Nogales group feeds vulnerable communities as it fights food waste
TEMPE – On a recent Saturday, a group of people huddled in biting cold underneath the solar panels on parking lot 59 at Arizona State University’s Tempe campus. They waited to take their pick from a cornucopia of zucchini, squash, watermelons and peppers that had been trucked in and piled onto tables.
Produce on Wheels Without Waste was responsible for the bounty of fruits and vegetables, distributing and delivering fresh produce at a discount to low-income communities and areas in so-called food deserts.
At this pop-up on campus, produce costs pennies per pound.
“For someone who might be on tighter of a budget, 70 pounds of food for 12 bucks, that’s hard to beat,” said Nathan Morrison, a South Phoenix resident who has been coming to the P.O.W.W.O.W. market, as the program is known, for more than a year.
Morrison said he is resourceful, preserving any leftover produce or making compost for his garden.
“There’s so much you can do with it.” he said. “As opposed to eating it, I do canning and pickling and that kind of stuff too, so I can make stuff like this last.”
The fruits and vegetables he receives at a P.O.W.W.O.W. can last him for up to a month.
Borderlands Produce Rescue, which runs P.O.W.W.O.W., retrieves produce, unlikely to be sold to consumers, from warehouses of such grocery stores as Fry's Food and Drug, Safeway and Food City, then prepares the food for distribution at a discount.
The organization has helped feed more than 100,000 households, and each year rescues 33 million to 40 million pounds of produce that otherwise would end up in landfills, organization leaders say.

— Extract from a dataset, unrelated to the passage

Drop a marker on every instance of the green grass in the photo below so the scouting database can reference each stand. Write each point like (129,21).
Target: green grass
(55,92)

“America produces enough food to feed everybody, so we might as well use what we can,” Morrison said. “If they can’t use it in the stores, give it to people who are willing to take the less prettier ones. It all turns into mush anyway.”
Jeremey Morgan went to lot 59 with his 5-year-old son Jaiden,.

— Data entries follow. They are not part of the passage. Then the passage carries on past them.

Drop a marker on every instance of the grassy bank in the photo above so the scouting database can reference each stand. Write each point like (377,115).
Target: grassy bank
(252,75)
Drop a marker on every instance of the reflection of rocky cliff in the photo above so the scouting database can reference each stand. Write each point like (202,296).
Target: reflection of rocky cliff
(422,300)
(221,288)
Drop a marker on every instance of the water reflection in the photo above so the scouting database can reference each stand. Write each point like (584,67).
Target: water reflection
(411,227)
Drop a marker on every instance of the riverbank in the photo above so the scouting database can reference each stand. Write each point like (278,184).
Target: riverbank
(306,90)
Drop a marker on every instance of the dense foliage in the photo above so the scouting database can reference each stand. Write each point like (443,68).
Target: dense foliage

“We’re able to buy a lot and save a lot so we don’t have to go to the grocery store, and it gives us something to do on Saturday,” he said.
The bounty of Mexico
Although the produce is sold in Tempe, Glendale, Mesa and Tucson, the program is based in a warehouse near Nogales that is rural enough that wild horses graze nearby. There, Borderlands Produce Rescue CEO and President Yolanda Soto explained how the group operates.
The organization recently stopped receiving government funding so leaders changed its name from Borderlands Food Bank. The Borderlands team did not agree with the requirements that come with government funds, such as requiring proof of financial hardship, Soto said.
“People go to places like ours because they’re in need,” she said. “And then you have to sit there and ask them to prove their need? I don’t think so. It’s not a good thing, and we don’t like it.”
Soto, the organization’s leader since it was launched 20 years ago, also severed ties with federal funding because it did not allow undocumented people or residents of Mexico to receive their services.
“These people are our neighbors,” she said. “We want to be able to share.”
Borderlands Produce Rescue also takes food to elderly or people with disabilities who can’t make it to their food-distribution events. Program intern Mariana Estrada runs the new delivery program, called Bendiciones, Spanish for “Blessings.”
The Bendiciones program goes further than just feeding needy people, Estrada said. It also gives the elderly companionship.
“I’ve gone to places where a few people have depression and their family just abandons them,” she said. “A lot of them are alone and just feel empty. They start talking to you about their problems and any little thing that they converse with you, they feel better. “
Although the organization receives community support and its P.O.W.W.O.W.s sometime attract hundreds of people, the organization still faces daily challenges.
In Mexico, where the majority of produce is grown, climate change is affecting the variety of produce that is sent across the border, Soto said. Freezes and hurricanes have ruined crops in the field. That lack of variety sometimes can deter people from shopping at P.O.W.W.O.W.s, she added.
Without sufficient funds, she said, the group, which is relies on grants and private donations, will have to start cutting host sites.
“People need to understand that if you don’t have 10 or 15 varieties at the market you should still go because your obligation is also to help curb food waste,” she said.